7. The in-vehicle liquid hydrogen tank according to claim 1, wherein the spacer has a bent section or a vulnerable section configured to induce buckling during a collision of a vehicle including the in-vehicle liquid hydrogen tank.

8. The in-vehicle liquid hydrogen tank according to claim 7, wherein the spacer is bonded to at least one of the inner tank or the outer tank.

9. The in-vehicle liquid hydrogen tank according to claim 8, wherein the spacer is made of resin or metal.

10. The in-vehicle liquid hydrogen tank according to claim 9, wherein the heat-insulation material includes superinsulation defined by a stack of one or more heat shield layers, each of which is made of a metal sheet, and one or more spacer layers, each of which is made of a fiber material, and the heat-insulation clearance is vacuum-suctioned in a state where the heat-insulation material is arranged therein.

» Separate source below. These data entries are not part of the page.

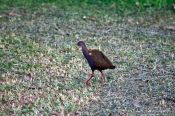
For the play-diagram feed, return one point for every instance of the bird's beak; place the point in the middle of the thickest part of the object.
(78, 48)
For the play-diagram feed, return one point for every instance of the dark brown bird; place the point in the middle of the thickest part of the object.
(96, 59)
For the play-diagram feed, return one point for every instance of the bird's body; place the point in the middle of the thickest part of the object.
(96, 60)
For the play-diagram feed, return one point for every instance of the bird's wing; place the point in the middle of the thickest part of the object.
(99, 59)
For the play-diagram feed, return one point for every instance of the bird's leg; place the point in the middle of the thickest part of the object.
(92, 74)
(102, 77)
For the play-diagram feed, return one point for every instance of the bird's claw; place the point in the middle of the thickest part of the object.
(87, 83)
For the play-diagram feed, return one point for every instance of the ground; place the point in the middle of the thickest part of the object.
(42, 71)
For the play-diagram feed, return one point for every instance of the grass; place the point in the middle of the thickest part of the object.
(42, 72)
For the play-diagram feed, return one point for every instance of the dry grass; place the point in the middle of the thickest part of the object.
(42, 72)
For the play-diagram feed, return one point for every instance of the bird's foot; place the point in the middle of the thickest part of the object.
(87, 83)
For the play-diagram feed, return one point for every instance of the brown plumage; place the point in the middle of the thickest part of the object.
(96, 59)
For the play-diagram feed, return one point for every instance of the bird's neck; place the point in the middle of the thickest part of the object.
(87, 56)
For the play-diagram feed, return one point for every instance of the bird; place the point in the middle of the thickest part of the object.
(96, 60)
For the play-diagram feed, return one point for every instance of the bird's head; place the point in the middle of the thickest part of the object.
(81, 43)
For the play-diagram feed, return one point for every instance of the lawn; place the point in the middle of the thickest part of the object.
(42, 71)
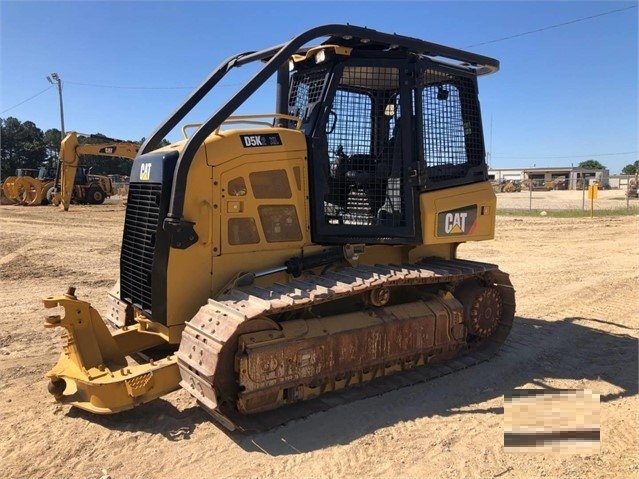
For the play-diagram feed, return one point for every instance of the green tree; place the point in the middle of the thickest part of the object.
(631, 169)
(591, 165)
(22, 145)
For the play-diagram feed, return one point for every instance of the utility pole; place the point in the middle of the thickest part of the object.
(55, 79)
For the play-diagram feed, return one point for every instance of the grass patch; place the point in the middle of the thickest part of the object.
(632, 211)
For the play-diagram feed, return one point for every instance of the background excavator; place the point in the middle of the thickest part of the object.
(71, 182)
(305, 257)
(75, 182)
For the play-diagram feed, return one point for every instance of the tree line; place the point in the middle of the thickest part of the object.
(24, 145)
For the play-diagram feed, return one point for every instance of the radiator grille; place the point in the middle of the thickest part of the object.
(138, 244)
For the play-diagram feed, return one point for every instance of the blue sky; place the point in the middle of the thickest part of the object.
(563, 94)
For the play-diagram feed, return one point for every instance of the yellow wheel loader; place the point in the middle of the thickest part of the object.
(278, 264)
(76, 183)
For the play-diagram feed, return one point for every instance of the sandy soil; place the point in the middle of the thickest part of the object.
(576, 327)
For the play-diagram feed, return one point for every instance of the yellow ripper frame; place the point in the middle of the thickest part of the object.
(93, 365)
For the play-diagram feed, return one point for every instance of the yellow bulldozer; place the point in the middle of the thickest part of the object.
(72, 183)
(278, 264)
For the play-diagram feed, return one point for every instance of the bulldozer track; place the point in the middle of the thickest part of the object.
(219, 320)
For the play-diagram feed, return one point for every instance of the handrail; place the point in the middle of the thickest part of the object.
(274, 57)
(249, 119)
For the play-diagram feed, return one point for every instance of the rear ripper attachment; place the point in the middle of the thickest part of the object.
(451, 314)
(93, 373)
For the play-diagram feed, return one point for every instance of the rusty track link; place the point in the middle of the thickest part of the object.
(223, 319)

11. The in-vehicle liquid hydrogen tank according to claim 10, wherein the outer tank has a rupture disc that is configured to be ruptured in response to an internal pressure of the outer tank becoming equal to or higher than a specified allowable pressure, so as to expose the inside of the outer tank to atmospheric air.

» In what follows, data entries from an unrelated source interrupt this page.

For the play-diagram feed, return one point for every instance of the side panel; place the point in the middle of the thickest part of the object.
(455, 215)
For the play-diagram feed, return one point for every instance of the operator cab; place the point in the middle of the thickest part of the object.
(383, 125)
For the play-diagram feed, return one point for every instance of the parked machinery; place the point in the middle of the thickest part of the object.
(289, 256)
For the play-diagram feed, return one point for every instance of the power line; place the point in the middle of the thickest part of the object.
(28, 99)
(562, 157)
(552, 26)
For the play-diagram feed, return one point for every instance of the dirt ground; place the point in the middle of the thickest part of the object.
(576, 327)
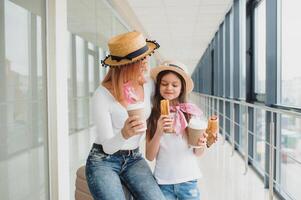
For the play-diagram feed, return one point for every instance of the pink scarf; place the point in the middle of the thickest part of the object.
(180, 122)
(129, 93)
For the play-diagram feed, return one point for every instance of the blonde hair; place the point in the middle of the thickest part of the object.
(119, 75)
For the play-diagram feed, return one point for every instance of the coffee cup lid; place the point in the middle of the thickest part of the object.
(196, 123)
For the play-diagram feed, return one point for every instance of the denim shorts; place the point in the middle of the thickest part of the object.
(182, 191)
(106, 173)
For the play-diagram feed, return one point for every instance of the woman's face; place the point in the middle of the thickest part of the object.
(170, 86)
(143, 70)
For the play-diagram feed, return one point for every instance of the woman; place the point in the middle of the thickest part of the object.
(115, 159)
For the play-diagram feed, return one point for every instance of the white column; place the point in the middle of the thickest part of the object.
(57, 37)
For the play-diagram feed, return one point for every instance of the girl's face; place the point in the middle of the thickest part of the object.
(170, 86)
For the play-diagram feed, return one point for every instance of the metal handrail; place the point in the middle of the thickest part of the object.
(264, 107)
(209, 105)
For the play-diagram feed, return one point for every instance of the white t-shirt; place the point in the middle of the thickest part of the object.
(109, 117)
(175, 162)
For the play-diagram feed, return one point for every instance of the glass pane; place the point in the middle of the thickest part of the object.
(80, 66)
(23, 107)
(290, 56)
(259, 140)
(91, 74)
(260, 48)
(290, 156)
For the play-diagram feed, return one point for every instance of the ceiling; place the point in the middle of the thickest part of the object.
(184, 28)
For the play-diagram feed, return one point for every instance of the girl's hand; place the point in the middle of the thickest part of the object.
(164, 123)
(131, 127)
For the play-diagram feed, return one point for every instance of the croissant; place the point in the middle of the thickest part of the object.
(212, 130)
(164, 106)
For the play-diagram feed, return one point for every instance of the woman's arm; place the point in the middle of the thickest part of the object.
(110, 140)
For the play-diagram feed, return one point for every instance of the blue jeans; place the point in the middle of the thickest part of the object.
(182, 191)
(106, 174)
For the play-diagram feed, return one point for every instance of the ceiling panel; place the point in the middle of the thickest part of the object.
(183, 28)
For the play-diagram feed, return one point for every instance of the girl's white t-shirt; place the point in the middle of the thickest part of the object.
(109, 117)
(175, 162)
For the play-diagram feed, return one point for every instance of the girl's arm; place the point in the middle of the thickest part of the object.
(153, 144)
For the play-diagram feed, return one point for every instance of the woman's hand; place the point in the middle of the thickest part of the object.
(202, 140)
(164, 123)
(131, 127)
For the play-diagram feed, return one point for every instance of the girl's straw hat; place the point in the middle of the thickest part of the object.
(177, 67)
(128, 48)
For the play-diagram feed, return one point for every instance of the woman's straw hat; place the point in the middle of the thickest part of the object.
(174, 66)
(128, 48)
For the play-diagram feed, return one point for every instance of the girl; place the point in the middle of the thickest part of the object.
(176, 169)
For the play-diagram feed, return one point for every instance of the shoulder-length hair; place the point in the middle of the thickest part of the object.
(119, 75)
(155, 114)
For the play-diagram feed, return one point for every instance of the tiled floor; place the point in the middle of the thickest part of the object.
(223, 173)
(224, 178)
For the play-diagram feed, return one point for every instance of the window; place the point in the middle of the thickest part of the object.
(260, 49)
(290, 53)
(23, 105)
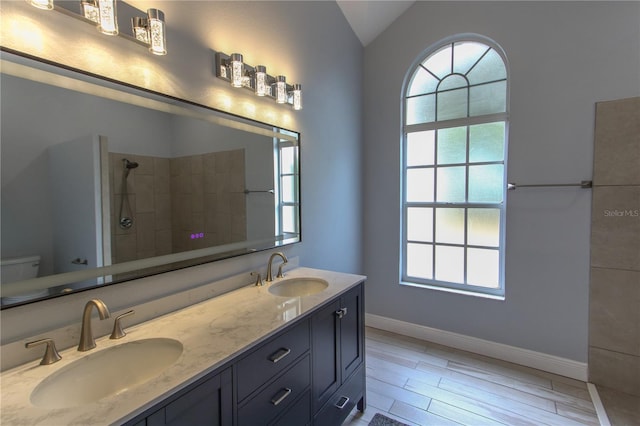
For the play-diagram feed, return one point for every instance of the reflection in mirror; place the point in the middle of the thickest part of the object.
(103, 183)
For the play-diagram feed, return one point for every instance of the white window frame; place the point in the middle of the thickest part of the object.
(462, 288)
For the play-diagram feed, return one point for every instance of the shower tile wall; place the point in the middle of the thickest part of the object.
(614, 312)
(178, 204)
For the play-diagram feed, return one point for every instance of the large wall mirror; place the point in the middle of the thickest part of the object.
(103, 183)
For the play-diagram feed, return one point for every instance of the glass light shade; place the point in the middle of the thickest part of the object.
(261, 85)
(157, 33)
(237, 70)
(108, 17)
(297, 96)
(90, 10)
(281, 89)
(141, 29)
(41, 4)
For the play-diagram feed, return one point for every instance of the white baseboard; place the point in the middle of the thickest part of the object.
(597, 403)
(541, 361)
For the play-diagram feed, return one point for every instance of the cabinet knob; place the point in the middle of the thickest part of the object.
(341, 312)
(278, 399)
(279, 354)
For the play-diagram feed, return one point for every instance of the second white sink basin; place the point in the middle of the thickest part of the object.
(295, 287)
(106, 372)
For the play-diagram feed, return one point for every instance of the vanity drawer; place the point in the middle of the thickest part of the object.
(336, 410)
(271, 358)
(278, 396)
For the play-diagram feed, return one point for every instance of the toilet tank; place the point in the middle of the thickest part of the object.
(19, 268)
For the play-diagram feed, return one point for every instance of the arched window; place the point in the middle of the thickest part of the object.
(454, 151)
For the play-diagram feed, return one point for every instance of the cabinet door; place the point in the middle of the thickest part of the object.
(351, 332)
(207, 404)
(325, 353)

12. The in-vehicle liquid hydrogen tank according to claim 11, wherein the inner tank is shaped to have a flat surface section.

13. The in-vehicle liquid hydrogen tank according to claim 12, further comprising: a booster pump configured to pressurize liquid hydrogen stored in the inner tank and output pressurized liquid hydrogen to outside the booster pump, wherein a bottom portion of the inner tank is formed with a collector section which is depressed downward and in which a lower end of the booster pump is inserted.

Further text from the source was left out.